Constructed and operated as a Queensland Government initiative following the introduction of the Maternity Act 1922, the Maryborough Baby Clinic was established as the base for providing vital material and infant health services in the Wide Bay region. In its form, fabric, materials and layout, it is a representative example of a Department of Public Works standard design regional baby clinic.

The place is important in demonstrating the principal characteristics of a particular class of cultural places.

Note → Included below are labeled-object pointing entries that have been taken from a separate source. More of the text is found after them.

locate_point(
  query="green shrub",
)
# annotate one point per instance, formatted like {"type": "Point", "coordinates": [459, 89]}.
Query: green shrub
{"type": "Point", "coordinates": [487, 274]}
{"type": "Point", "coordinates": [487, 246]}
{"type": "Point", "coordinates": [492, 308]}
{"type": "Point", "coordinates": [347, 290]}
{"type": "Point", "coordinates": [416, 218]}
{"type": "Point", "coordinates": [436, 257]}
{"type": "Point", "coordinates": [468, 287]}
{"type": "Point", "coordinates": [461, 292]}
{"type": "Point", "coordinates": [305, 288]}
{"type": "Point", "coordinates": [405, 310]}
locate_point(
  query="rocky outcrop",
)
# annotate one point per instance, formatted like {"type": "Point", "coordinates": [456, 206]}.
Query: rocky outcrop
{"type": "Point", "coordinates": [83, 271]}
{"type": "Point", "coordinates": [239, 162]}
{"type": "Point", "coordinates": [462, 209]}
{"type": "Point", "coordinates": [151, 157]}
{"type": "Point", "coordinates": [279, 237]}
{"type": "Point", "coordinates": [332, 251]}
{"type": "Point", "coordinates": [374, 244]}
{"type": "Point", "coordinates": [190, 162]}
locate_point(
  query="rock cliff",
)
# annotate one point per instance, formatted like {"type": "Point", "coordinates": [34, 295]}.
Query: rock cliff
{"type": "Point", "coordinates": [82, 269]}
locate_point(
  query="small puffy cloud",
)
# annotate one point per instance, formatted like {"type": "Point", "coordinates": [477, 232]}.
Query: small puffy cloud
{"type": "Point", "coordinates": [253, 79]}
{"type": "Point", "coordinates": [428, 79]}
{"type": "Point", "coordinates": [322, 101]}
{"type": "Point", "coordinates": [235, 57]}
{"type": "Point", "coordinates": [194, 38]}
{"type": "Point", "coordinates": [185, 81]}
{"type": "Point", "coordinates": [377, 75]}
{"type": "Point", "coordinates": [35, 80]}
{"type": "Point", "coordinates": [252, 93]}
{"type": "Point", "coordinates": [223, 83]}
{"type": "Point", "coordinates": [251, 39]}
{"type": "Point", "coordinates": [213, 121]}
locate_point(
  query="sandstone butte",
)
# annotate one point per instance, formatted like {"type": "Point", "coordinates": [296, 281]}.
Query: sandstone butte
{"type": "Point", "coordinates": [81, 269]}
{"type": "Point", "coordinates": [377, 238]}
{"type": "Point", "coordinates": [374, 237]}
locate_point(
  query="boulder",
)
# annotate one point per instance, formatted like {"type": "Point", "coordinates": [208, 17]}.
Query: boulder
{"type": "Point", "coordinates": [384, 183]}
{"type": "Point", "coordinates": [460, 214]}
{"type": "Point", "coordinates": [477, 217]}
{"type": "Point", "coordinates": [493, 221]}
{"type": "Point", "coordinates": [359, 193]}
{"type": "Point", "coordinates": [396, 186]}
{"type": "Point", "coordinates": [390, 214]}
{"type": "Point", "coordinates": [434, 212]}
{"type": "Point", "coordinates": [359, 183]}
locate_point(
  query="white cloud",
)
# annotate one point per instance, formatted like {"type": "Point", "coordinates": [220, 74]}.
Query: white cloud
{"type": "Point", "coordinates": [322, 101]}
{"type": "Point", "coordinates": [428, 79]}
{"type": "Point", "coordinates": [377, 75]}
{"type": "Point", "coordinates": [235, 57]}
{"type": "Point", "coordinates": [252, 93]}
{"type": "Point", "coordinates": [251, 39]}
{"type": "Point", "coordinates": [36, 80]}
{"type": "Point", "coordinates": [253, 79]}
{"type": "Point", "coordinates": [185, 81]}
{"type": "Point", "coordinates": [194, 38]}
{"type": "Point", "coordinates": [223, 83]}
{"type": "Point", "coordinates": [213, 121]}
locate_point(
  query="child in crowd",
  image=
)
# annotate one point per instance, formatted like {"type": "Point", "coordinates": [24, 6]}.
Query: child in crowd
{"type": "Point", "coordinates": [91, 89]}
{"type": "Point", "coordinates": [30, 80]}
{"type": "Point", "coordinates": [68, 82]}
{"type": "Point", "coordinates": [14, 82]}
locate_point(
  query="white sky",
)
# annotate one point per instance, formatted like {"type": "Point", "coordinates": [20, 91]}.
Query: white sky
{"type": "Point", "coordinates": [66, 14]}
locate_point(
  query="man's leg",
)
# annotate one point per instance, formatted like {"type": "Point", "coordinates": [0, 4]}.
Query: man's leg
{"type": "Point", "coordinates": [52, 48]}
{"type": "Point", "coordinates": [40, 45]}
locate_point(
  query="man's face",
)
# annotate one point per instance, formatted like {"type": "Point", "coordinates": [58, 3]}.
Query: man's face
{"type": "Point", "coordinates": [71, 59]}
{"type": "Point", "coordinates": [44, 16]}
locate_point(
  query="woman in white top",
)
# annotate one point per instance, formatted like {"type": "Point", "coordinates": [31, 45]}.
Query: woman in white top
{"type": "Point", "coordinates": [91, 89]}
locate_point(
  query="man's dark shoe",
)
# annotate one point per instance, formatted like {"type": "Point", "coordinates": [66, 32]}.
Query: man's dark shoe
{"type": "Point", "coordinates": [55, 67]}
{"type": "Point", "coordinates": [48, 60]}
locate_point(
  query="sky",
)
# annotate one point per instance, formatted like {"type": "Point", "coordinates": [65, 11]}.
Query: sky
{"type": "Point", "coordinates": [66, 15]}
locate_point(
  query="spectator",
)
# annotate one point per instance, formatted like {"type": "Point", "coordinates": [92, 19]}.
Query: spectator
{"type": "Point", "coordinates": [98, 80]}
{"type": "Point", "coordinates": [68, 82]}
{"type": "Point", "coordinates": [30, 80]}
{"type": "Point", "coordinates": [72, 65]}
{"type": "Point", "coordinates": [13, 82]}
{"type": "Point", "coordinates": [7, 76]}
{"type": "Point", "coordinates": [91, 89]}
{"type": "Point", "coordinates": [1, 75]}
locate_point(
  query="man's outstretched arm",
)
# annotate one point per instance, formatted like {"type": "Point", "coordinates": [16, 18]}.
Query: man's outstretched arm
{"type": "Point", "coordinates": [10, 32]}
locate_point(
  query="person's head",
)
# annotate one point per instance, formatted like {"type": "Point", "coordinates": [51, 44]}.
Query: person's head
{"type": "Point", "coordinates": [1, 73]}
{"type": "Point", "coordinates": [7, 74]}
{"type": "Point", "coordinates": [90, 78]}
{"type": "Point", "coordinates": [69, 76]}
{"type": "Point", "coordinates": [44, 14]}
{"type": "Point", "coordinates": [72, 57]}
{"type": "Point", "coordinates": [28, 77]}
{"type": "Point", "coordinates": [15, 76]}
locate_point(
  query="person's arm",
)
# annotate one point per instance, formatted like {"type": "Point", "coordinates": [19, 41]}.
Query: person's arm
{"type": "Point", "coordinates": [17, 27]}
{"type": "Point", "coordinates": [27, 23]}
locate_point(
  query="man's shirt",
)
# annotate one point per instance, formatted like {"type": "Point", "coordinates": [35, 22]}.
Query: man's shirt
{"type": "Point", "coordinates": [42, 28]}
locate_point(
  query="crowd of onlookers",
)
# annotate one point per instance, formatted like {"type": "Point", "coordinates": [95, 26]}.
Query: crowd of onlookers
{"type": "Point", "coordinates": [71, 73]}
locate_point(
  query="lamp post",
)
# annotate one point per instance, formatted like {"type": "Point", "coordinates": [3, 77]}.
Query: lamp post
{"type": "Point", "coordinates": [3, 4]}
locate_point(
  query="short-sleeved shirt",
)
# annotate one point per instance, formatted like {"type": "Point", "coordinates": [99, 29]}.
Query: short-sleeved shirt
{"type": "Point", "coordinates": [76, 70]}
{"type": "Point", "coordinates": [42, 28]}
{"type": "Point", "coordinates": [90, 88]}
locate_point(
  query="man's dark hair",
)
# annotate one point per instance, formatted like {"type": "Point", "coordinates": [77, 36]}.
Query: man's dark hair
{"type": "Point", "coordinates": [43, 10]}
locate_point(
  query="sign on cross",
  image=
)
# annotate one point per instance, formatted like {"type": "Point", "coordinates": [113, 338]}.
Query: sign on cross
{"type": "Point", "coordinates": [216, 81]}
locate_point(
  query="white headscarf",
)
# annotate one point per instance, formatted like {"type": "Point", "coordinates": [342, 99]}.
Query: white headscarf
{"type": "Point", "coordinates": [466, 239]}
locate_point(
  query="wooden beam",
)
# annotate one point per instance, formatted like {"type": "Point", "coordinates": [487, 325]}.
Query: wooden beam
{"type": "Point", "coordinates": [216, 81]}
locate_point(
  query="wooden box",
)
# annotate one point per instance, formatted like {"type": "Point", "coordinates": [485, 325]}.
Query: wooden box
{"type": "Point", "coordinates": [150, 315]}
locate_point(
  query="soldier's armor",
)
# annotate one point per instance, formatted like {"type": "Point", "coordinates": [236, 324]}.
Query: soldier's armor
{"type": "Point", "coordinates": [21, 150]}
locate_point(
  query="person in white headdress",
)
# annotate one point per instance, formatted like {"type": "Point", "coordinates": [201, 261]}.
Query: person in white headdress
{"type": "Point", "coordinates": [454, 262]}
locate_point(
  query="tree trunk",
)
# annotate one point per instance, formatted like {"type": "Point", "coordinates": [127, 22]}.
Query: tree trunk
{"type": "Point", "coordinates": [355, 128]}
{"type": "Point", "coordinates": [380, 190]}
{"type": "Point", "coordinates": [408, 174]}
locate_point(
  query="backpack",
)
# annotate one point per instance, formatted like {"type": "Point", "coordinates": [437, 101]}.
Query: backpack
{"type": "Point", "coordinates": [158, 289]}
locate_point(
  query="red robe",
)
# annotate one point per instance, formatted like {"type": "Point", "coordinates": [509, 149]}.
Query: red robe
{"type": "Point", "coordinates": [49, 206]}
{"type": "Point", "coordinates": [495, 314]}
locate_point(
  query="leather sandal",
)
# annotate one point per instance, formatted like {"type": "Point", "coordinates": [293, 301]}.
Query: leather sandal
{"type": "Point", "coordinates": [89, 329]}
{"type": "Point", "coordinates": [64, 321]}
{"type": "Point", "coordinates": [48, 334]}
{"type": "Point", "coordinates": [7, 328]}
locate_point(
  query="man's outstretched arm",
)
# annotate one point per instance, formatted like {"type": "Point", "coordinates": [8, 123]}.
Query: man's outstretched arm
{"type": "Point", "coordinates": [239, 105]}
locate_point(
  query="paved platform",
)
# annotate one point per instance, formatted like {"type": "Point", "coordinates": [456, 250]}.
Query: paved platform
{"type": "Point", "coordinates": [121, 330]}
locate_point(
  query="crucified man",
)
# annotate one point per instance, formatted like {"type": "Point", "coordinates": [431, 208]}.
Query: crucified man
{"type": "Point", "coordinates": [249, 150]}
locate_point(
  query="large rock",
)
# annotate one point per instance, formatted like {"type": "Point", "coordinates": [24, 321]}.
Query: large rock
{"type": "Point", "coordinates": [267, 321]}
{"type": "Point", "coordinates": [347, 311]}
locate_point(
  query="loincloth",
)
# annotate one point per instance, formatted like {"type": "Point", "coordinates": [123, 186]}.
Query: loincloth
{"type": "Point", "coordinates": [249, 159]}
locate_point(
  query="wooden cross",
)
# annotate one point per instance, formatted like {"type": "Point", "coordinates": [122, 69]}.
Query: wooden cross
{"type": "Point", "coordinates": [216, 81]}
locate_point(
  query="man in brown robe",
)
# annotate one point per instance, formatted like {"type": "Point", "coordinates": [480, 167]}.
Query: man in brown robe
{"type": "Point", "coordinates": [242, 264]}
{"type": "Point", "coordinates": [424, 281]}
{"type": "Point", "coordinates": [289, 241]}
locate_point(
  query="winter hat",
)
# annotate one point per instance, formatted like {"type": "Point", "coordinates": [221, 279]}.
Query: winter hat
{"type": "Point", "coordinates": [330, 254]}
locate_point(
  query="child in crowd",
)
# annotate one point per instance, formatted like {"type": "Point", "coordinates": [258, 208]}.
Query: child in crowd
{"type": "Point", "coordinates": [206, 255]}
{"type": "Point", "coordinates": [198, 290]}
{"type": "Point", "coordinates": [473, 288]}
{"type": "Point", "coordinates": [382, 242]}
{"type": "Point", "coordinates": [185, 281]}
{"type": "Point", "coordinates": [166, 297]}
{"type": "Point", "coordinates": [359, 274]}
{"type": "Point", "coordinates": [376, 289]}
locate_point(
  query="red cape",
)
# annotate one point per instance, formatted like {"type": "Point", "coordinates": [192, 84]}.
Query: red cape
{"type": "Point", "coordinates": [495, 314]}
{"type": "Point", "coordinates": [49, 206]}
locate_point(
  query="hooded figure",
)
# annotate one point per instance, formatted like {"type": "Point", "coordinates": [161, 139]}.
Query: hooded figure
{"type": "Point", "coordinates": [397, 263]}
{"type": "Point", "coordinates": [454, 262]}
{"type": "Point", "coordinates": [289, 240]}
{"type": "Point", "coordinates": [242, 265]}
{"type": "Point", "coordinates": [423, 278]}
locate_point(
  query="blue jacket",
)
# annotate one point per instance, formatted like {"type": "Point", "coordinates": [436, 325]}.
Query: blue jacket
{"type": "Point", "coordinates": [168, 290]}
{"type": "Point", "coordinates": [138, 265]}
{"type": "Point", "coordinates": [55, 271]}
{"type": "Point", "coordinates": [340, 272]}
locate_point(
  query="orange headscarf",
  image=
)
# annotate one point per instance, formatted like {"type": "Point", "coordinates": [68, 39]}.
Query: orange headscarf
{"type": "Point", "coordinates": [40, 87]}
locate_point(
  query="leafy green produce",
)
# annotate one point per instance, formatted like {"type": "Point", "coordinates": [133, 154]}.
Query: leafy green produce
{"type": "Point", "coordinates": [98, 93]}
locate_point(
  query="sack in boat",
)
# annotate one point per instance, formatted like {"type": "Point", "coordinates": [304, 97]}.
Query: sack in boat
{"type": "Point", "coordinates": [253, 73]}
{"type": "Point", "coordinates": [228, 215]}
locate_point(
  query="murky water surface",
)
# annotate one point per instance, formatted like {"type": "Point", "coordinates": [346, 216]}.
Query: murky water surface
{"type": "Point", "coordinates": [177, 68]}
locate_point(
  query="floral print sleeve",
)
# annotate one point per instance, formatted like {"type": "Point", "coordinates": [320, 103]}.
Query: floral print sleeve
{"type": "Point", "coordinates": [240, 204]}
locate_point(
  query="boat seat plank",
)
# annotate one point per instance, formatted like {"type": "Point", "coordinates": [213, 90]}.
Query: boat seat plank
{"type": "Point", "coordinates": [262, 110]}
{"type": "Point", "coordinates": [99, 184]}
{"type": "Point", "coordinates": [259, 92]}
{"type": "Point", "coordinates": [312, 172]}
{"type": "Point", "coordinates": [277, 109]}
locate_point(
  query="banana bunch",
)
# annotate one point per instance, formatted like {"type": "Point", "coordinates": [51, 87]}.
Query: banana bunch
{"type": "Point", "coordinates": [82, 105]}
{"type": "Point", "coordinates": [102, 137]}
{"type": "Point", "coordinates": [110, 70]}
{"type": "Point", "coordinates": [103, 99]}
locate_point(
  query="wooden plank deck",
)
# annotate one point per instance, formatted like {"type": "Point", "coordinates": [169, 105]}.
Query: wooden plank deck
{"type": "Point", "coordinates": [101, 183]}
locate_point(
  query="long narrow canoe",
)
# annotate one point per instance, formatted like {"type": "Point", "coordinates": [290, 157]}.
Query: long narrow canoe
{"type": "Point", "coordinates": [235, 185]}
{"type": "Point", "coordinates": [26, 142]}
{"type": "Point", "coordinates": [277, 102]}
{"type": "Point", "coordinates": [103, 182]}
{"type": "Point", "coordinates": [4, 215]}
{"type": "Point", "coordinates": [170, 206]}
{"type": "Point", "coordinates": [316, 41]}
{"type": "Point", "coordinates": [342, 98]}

In its form, fabric, materials and layout, the Maryborough Baby Clinic (former) is important in demonstrating the principal characteristics of a Department of Public Works standard design baby clinic of the 1920s. Highly intact, these include its: central location; domestic scale and form with modest classical influences; symmetrical front elevation; masonry construction with timber-framed hip roof and prominent ventilation fleche; open front porch; functional layout comprising central waiting hall, doctor's office, treatment room, sink room, kitchen, nurse's room, and retiring room; and use of robust materials with simple detailing including roughcast render, terracotta roof tiles, moulded timber joinery, flat sheet ceilings with decorative timber cover battens and glazed doors and multi-light casement windows and fanlights.

The place is important because of its aesthetic significance.

Highly intact, the Maryborough Baby Clinic (former) is important for its aesthetic significance brought about by its beautiful attributes and contribution to the streetscape of the city. Through its skilful use of classical architectural stylistic features, symmetrical composition, open central porch with columns, hip roof with fleche, the building is an attractive, well-composed design.

The place stands on a prominent corner within a collection of impressive late 19th and early 20th century civic buildings clustered at the centre of Maryborough. Views to the building's street elevations, and particularly its porch and fleche, are obtained from Lennox and Kent streets. The building is an important contributor to the streetscape through its modest proportions, use of classical architectural style, symmetrical composition, solid materials, hip roof with fleche, and street-facing porch with columns.